Lagerfeld, the long-time creative director of Chanel often referred to as the Emperor of fashion, took a new swipe at Merkel over her controversial migrant policy that enabled an influx of refugees into the country of a scale that has never been seen since the end of the World War Two.
"Did she really need to say it was necessary to welcome one million migrants at a time when France, which casts itself as the land of human rights, pledged to take in 30,000?," Lagerfeld, who has been living in Paris for decades, told French weekly Le Point on Thursday.
In the run-up to the September parliamentary election, which saw the right-wing anti-immigrant Alternative for Germany party [AfD] entering the Bundestag for the first time, Merkel said she stood by her decision to allow hundreds of thousands of refugees to come into Germany at the height of the European migrant crisis in 2015.
"I still think my decision was right," she said weeks before the crucial vote that resulted in the worst performance for her conservative CDU-CSU block since 1949.
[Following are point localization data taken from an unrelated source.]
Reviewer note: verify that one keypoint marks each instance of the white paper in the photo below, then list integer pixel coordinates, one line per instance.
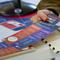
(36, 2)
(5, 32)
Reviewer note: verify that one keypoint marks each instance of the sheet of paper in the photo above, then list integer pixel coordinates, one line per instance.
(36, 2)
(5, 32)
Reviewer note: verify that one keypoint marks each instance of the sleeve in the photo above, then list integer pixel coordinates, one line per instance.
(50, 5)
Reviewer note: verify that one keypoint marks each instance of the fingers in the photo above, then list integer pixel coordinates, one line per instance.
(35, 18)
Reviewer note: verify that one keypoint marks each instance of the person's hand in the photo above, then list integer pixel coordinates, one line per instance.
(41, 15)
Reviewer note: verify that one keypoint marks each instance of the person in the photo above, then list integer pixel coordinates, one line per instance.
(47, 6)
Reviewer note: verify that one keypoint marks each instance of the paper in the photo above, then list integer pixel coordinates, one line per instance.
(5, 32)
(36, 2)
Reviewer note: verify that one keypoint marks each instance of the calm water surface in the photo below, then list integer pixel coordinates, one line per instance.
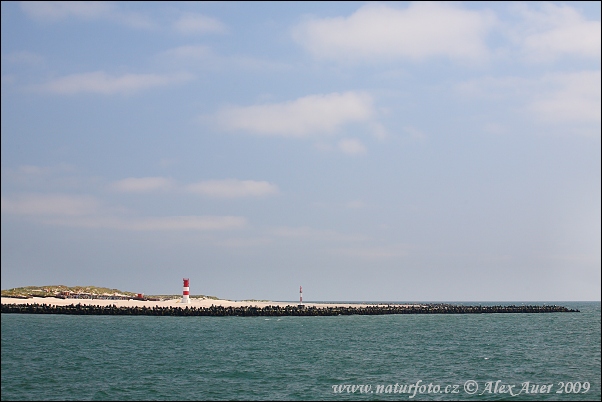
(58, 357)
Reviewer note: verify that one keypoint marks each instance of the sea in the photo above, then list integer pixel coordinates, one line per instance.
(522, 357)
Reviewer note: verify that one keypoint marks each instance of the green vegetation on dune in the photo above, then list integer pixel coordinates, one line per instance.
(53, 290)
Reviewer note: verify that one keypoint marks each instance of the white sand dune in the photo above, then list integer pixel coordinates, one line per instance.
(168, 303)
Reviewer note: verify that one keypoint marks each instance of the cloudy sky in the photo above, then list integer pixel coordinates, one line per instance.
(381, 151)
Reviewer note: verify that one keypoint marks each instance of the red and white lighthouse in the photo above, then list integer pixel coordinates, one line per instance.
(186, 291)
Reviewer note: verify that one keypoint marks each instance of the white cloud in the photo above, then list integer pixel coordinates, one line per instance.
(232, 188)
(192, 23)
(351, 146)
(575, 97)
(203, 57)
(50, 204)
(102, 83)
(305, 232)
(380, 32)
(53, 11)
(371, 253)
(141, 184)
(167, 223)
(186, 223)
(301, 117)
(23, 57)
(87, 212)
(553, 30)
(57, 10)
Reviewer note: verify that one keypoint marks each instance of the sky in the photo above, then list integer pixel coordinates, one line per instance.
(405, 151)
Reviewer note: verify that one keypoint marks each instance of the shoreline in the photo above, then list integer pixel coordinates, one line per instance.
(132, 303)
(222, 308)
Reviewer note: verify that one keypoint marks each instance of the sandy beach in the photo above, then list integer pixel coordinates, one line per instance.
(170, 303)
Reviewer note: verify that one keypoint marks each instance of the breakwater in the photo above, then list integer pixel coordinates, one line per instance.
(271, 311)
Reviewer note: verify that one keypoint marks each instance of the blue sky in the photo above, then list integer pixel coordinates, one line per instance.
(367, 151)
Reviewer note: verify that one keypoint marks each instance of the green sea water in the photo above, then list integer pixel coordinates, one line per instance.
(443, 357)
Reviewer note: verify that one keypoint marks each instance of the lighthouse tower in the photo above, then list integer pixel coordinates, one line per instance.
(301, 305)
(186, 291)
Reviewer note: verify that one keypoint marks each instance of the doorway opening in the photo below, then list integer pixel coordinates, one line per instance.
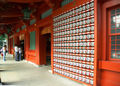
(48, 49)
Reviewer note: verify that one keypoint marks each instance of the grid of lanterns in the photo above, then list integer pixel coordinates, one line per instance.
(73, 43)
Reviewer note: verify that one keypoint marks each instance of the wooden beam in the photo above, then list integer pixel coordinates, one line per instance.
(49, 3)
(9, 21)
(24, 1)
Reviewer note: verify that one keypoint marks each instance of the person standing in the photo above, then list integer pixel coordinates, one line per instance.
(20, 53)
(4, 52)
(16, 52)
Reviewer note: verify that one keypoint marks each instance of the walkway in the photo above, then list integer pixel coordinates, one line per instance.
(25, 74)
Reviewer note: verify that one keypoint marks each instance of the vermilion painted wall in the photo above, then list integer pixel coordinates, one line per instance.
(108, 72)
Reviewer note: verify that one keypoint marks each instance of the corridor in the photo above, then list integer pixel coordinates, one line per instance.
(25, 74)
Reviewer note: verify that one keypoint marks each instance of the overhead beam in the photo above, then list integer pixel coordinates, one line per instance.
(9, 21)
(24, 1)
(49, 3)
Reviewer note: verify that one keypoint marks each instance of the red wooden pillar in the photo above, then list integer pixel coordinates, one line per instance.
(37, 47)
(42, 49)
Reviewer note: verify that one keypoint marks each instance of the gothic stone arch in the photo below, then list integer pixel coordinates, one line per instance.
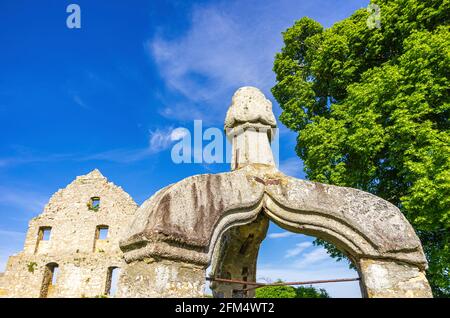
(220, 220)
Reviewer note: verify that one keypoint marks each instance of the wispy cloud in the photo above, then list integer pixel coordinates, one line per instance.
(159, 140)
(292, 167)
(229, 44)
(310, 258)
(76, 98)
(23, 199)
(280, 234)
(299, 248)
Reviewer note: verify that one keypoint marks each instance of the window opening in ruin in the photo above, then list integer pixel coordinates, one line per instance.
(44, 234)
(46, 231)
(102, 232)
(112, 278)
(50, 278)
(94, 204)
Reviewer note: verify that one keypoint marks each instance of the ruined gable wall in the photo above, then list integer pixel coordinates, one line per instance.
(82, 271)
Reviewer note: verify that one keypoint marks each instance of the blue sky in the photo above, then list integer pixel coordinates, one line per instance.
(108, 96)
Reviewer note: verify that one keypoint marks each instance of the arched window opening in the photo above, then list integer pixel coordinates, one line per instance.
(101, 238)
(112, 278)
(50, 279)
(94, 204)
(280, 256)
(43, 237)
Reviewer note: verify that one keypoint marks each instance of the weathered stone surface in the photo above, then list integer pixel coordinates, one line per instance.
(193, 212)
(235, 257)
(357, 221)
(83, 261)
(160, 278)
(387, 279)
(213, 218)
(249, 105)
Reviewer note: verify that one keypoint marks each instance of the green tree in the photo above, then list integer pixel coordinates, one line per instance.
(371, 108)
(290, 292)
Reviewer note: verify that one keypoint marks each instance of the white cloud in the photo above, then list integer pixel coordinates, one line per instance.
(178, 134)
(332, 271)
(292, 167)
(280, 234)
(160, 139)
(230, 44)
(29, 201)
(313, 257)
(299, 248)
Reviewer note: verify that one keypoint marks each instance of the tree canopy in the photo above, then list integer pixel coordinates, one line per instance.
(371, 108)
(290, 292)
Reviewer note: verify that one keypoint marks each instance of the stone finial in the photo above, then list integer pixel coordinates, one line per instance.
(249, 105)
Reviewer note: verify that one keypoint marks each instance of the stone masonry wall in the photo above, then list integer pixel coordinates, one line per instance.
(83, 261)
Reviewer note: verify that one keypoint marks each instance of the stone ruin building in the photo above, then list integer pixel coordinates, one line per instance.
(72, 248)
(216, 220)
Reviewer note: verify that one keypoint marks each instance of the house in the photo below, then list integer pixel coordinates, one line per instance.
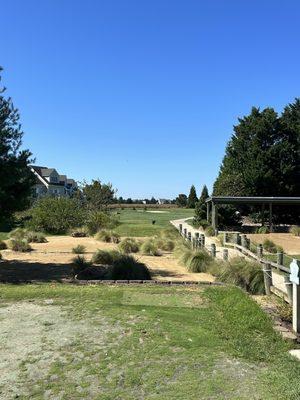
(50, 182)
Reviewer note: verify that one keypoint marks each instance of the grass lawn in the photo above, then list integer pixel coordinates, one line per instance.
(139, 222)
(140, 342)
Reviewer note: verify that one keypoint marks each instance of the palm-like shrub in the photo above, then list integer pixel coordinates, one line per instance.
(105, 257)
(3, 245)
(129, 245)
(127, 268)
(150, 248)
(80, 249)
(295, 230)
(20, 245)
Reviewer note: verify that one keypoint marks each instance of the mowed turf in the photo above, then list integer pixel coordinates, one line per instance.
(140, 223)
(140, 342)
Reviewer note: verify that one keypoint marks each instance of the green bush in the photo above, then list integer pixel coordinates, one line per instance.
(128, 268)
(35, 237)
(295, 230)
(56, 215)
(108, 236)
(80, 249)
(20, 245)
(198, 261)
(263, 229)
(79, 232)
(246, 274)
(79, 264)
(129, 245)
(3, 245)
(105, 257)
(150, 248)
(100, 220)
(209, 231)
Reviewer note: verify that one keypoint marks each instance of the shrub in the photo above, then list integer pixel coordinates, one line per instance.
(198, 261)
(80, 249)
(129, 245)
(79, 264)
(269, 246)
(21, 245)
(99, 220)
(108, 236)
(246, 274)
(263, 229)
(127, 267)
(35, 237)
(150, 248)
(56, 215)
(3, 245)
(79, 232)
(209, 231)
(105, 257)
(295, 230)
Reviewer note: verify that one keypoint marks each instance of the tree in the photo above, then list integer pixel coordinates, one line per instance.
(16, 178)
(201, 207)
(192, 199)
(98, 195)
(181, 200)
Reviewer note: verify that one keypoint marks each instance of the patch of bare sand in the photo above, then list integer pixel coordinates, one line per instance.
(33, 336)
(290, 243)
(58, 250)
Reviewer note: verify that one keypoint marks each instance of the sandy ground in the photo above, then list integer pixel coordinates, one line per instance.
(58, 250)
(290, 243)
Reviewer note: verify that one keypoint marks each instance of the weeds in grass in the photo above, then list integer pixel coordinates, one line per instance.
(129, 245)
(80, 249)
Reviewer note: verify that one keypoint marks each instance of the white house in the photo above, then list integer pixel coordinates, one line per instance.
(49, 182)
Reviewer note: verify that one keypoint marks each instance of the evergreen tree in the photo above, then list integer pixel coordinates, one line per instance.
(192, 199)
(201, 207)
(16, 178)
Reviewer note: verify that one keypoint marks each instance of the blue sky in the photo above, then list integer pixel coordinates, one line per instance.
(144, 94)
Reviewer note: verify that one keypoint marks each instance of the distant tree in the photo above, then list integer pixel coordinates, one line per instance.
(98, 195)
(192, 199)
(181, 200)
(201, 207)
(16, 179)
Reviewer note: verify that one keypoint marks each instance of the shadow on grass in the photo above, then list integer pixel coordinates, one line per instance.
(14, 271)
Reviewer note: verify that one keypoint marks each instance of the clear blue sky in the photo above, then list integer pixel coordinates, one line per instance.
(144, 94)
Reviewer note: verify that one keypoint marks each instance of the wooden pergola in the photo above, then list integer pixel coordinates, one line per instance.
(214, 201)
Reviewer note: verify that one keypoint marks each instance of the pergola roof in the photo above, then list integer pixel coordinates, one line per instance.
(252, 200)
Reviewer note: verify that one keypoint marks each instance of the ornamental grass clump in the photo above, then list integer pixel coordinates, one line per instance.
(129, 245)
(128, 268)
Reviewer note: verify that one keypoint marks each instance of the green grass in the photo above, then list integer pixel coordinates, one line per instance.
(150, 342)
(139, 222)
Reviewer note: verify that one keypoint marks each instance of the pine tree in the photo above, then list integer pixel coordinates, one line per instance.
(192, 199)
(16, 179)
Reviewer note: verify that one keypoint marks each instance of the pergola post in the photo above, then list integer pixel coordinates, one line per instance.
(271, 217)
(214, 216)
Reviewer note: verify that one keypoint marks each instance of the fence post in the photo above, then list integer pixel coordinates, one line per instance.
(280, 258)
(267, 270)
(213, 250)
(259, 250)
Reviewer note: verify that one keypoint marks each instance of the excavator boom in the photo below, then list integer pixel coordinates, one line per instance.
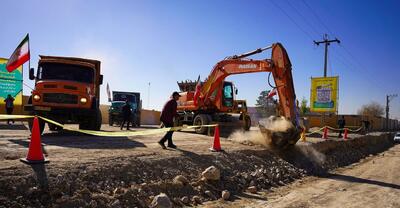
(203, 100)
(279, 65)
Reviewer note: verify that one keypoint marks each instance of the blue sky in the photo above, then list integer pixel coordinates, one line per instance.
(163, 42)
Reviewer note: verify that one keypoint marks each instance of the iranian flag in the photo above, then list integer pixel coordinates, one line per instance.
(20, 55)
(272, 93)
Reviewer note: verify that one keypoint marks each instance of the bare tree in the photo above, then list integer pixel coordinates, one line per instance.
(372, 109)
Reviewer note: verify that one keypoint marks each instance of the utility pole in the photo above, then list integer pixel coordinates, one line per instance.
(327, 42)
(148, 96)
(388, 98)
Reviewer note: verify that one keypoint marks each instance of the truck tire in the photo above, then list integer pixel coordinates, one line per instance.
(247, 122)
(97, 120)
(53, 127)
(110, 120)
(93, 122)
(41, 125)
(200, 120)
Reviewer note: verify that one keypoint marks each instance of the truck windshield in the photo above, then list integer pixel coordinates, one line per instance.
(57, 71)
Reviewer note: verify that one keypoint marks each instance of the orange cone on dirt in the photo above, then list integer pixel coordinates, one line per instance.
(35, 153)
(216, 144)
(345, 133)
(325, 136)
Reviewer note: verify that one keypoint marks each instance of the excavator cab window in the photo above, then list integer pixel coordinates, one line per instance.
(228, 94)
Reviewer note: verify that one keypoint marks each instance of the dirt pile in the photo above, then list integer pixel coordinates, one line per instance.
(135, 182)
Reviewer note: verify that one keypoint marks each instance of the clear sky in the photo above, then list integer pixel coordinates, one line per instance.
(162, 42)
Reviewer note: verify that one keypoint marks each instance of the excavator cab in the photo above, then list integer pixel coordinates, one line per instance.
(228, 94)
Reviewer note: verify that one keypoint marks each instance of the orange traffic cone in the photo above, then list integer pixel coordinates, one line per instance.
(345, 134)
(35, 154)
(325, 136)
(216, 144)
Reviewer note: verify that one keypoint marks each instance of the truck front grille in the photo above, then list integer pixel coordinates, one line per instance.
(60, 98)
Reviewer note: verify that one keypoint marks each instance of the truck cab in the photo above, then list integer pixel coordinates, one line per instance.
(67, 90)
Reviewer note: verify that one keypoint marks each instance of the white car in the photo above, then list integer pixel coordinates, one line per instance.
(397, 137)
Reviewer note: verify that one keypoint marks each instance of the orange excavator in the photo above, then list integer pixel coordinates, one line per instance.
(213, 101)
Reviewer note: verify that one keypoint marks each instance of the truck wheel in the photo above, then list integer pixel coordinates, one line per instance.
(53, 127)
(97, 120)
(200, 120)
(110, 120)
(247, 122)
(92, 123)
(41, 125)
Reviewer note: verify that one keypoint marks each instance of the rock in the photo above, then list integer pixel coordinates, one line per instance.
(209, 193)
(181, 179)
(211, 173)
(196, 199)
(225, 195)
(116, 204)
(252, 189)
(161, 201)
(185, 200)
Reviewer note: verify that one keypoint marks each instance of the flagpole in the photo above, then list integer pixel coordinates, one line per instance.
(29, 49)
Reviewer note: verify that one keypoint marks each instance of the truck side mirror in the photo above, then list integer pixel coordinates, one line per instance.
(31, 73)
(101, 79)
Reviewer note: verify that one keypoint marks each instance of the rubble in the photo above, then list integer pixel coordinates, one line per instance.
(161, 201)
(137, 182)
(211, 173)
(225, 195)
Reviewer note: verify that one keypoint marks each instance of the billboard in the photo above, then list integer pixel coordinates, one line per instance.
(10, 84)
(324, 93)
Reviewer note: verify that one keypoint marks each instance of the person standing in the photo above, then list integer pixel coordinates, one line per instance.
(168, 114)
(341, 124)
(126, 114)
(9, 101)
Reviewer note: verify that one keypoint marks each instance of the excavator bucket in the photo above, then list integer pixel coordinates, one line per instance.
(279, 132)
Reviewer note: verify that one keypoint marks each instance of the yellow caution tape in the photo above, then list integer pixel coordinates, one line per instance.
(138, 133)
(106, 133)
(6, 117)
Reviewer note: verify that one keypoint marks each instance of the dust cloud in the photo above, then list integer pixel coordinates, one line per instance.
(311, 153)
(263, 136)
(253, 137)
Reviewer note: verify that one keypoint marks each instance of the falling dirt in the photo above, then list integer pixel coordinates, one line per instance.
(267, 135)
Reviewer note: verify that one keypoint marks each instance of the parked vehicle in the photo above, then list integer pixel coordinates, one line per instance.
(397, 137)
(67, 90)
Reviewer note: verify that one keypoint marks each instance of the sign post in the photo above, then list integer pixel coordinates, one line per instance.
(10, 84)
(324, 95)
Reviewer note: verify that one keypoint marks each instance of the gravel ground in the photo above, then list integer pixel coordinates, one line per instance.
(130, 172)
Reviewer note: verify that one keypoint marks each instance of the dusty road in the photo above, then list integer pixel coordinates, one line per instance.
(373, 182)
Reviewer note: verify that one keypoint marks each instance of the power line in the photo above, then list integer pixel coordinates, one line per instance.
(291, 19)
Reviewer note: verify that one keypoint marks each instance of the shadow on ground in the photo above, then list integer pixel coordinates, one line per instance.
(13, 126)
(85, 142)
(353, 179)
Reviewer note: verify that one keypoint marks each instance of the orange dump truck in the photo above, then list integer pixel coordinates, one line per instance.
(67, 90)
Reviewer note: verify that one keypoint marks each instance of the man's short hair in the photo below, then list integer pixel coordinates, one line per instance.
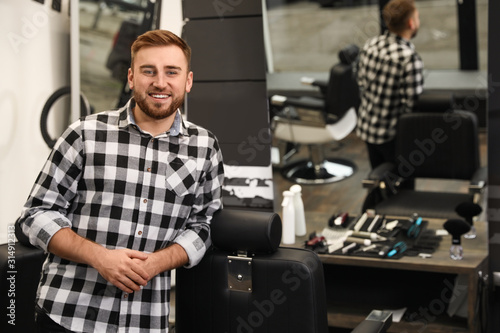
(160, 38)
(396, 14)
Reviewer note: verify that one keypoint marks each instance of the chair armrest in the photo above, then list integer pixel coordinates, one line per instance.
(479, 180)
(376, 322)
(309, 81)
(301, 102)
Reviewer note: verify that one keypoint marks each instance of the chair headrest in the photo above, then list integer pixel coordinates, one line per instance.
(246, 230)
(349, 54)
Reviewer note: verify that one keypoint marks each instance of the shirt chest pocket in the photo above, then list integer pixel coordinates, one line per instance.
(181, 176)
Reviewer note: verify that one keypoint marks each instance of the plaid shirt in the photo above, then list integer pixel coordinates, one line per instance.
(390, 78)
(118, 186)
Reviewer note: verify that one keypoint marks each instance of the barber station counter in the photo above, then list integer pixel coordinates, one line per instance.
(424, 286)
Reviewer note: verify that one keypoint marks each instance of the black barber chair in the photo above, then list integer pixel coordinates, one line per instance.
(247, 283)
(20, 267)
(442, 146)
(316, 122)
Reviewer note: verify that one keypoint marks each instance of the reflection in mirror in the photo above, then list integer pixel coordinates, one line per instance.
(107, 29)
(305, 38)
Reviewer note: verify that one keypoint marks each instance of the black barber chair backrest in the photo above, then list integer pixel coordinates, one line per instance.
(438, 145)
(343, 91)
(20, 269)
(272, 290)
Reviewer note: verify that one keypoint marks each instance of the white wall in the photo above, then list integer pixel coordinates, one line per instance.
(35, 62)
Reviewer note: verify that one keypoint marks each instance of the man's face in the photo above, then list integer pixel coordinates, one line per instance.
(159, 79)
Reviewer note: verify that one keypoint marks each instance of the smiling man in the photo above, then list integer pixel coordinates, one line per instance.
(125, 197)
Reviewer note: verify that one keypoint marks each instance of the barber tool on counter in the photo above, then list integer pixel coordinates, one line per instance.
(456, 228)
(468, 210)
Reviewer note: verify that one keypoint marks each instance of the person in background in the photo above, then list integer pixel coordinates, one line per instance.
(125, 197)
(390, 78)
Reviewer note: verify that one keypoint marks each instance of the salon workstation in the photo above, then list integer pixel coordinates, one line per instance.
(310, 237)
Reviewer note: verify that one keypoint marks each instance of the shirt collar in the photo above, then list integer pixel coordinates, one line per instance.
(399, 39)
(127, 119)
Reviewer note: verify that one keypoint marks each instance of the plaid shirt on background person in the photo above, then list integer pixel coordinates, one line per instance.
(390, 78)
(122, 188)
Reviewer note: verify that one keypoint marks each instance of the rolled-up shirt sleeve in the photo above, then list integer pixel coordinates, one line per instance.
(195, 239)
(45, 211)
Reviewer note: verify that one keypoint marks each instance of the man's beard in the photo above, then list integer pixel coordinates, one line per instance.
(157, 110)
(414, 34)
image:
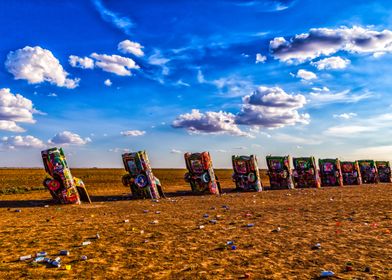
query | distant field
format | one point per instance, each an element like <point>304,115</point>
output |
<point>352,224</point>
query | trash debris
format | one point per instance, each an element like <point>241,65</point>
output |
<point>276,230</point>
<point>316,246</point>
<point>64,253</point>
<point>326,273</point>
<point>24,258</point>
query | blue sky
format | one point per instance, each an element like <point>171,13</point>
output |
<point>99,78</point>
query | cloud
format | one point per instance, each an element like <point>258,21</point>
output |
<point>209,122</point>
<point>107,82</point>
<point>272,107</point>
<point>345,116</point>
<point>260,58</point>
<point>326,97</point>
<point>122,23</point>
<point>115,64</point>
<point>37,65</point>
<point>81,62</point>
<point>14,142</point>
<point>130,47</point>
<point>133,133</point>
<point>68,138</point>
<point>325,41</point>
<point>335,62</point>
<point>306,75</point>
<point>15,108</point>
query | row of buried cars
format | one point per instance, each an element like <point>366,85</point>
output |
<point>65,188</point>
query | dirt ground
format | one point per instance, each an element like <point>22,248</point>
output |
<point>164,240</point>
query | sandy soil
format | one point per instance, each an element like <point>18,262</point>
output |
<point>352,224</point>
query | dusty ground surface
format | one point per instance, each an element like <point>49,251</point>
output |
<point>351,224</point>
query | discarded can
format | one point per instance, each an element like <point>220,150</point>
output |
<point>41,254</point>
<point>55,264</point>
<point>327,273</point>
<point>316,246</point>
<point>23,258</point>
<point>39,259</point>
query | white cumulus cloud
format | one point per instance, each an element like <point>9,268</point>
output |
<point>133,133</point>
<point>15,108</point>
<point>209,122</point>
<point>335,62</point>
<point>116,64</point>
<point>306,75</point>
<point>14,142</point>
<point>37,65</point>
<point>326,41</point>
<point>130,47</point>
<point>68,138</point>
<point>81,62</point>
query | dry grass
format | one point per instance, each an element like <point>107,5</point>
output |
<point>351,224</point>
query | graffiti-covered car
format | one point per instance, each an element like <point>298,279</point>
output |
<point>246,173</point>
<point>280,172</point>
<point>140,179</point>
<point>368,170</point>
<point>201,175</point>
<point>384,171</point>
<point>305,173</point>
<point>351,173</point>
<point>63,187</point>
<point>330,172</point>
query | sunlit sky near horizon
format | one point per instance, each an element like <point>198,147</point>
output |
<point>99,78</point>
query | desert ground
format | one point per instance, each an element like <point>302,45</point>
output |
<point>273,231</point>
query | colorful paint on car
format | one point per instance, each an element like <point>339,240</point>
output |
<point>63,187</point>
<point>246,173</point>
<point>201,175</point>
<point>330,173</point>
<point>384,171</point>
<point>305,173</point>
<point>279,172</point>
<point>140,178</point>
<point>369,172</point>
<point>351,173</point>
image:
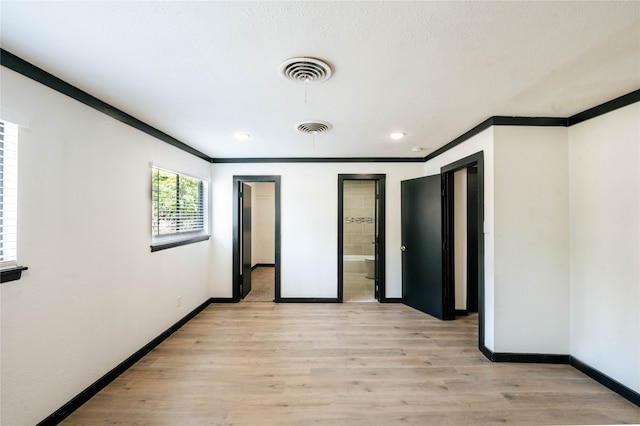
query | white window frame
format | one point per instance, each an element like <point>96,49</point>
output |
<point>8,195</point>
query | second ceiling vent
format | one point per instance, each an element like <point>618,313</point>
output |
<point>305,70</point>
<point>313,127</point>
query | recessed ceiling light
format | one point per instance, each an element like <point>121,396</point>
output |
<point>242,136</point>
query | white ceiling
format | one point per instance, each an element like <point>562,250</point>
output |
<point>202,71</point>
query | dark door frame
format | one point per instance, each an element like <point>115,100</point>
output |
<point>237,181</point>
<point>380,180</point>
<point>447,172</point>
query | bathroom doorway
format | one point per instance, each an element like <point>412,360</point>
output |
<point>256,238</point>
<point>361,238</point>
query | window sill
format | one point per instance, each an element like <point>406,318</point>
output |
<point>12,274</point>
<point>163,245</point>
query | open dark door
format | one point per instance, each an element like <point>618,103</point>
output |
<point>246,240</point>
<point>422,246</point>
<point>472,239</point>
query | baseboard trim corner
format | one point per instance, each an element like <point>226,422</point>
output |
<point>391,300</point>
<point>603,379</point>
<point>306,300</point>
<point>223,300</point>
<point>63,412</point>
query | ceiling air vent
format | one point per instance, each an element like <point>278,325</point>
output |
<point>313,127</point>
<point>305,70</point>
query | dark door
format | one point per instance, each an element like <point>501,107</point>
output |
<point>246,239</point>
<point>376,243</point>
<point>422,271</point>
<point>472,239</point>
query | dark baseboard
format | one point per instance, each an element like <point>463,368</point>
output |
<point>223,300</point>
<point>391,300</point>
<point>263,265</point>
<point>75,403</point>
<point>605,380</point>
<point>531,358</point>
<point>305,300</point>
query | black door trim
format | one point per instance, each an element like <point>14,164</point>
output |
<point>381,183</point>
<point>447,172</point>
<point>237,181</point>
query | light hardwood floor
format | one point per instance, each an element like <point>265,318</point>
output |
<point>341,364</point>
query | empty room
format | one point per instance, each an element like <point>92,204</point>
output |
<point>340,213</point>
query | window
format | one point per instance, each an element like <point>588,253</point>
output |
<point>8,195</point>
<point>179,209</point>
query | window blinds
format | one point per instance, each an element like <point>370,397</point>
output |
<point>179,204</point>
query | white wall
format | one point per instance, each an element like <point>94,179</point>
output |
<point>531,240</point>
<point>263,223</point>
<point>480,142</point>
<point>605,243</point>
<point>309,244</point>
<point>94,293</point>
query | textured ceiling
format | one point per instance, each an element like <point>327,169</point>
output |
<point>202,71</point>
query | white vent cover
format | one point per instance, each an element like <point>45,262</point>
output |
<point>305,70</point>
<point>313,127</point>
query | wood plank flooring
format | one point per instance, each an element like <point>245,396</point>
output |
<point>341,364</point>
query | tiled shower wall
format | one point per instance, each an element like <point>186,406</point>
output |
<point>359,217</point>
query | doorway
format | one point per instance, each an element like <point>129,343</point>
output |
<point>361,237</point>
<point>474,167</point>
<point>256,238</point>
<point>465,239</point>
<point>428,241</point>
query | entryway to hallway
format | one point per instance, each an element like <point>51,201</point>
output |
<point>256,238</point>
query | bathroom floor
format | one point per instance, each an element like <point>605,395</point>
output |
<point>358,288</point>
Pinning the blame directly on Merkel for the AfD's resounding success, which saw them grabbing 92 seats in the German legislature, Lagerfeld argued that Merkel "with one sentence" boosted the party's profile "alienating two million voters and sending 100 of these neo-Nazis into parliament."
The designer, who has never hidden his resentment for AfD, indicated that he might give up his German passport if the situation doesn't change.
"If this keeps up, I'll abandon German citizenship. I do not want to be part of this neo-Nazi club," he said, adding that while he likes the French first couple, President Emmanuel Macron and his wife Brigitte, this doesn't mean he will seek French citizenship.
"I don't like nations, I'm cosmopolitan," Lagerfeld said.
Laying into Merkel personally, who was born to a Lutheran pastor in Hamburg and then moved into East Germany, Lagerfeld argued that her "pastor's daughter" background prevents her from accepting "the evil that Germany carried out after 1933."
"We must remember the past we have in Germany. I hate Mrs. Merkel for having forgotten it," he said.
Last November, Lagerfeld stirred up controversy when he said that Merkel had traded millions of Jewish Holocaust victims for their "worst enemies," mainly referring to Muslim migrants of Arab and North African origin that have flooded Germany.
"Merkel had already millions and millions (of immigrants) who are well integrated and who work and all is well... she had no need to take another million to improve her image as the wicked stepmother after the Greek crisis," the designer said at the time.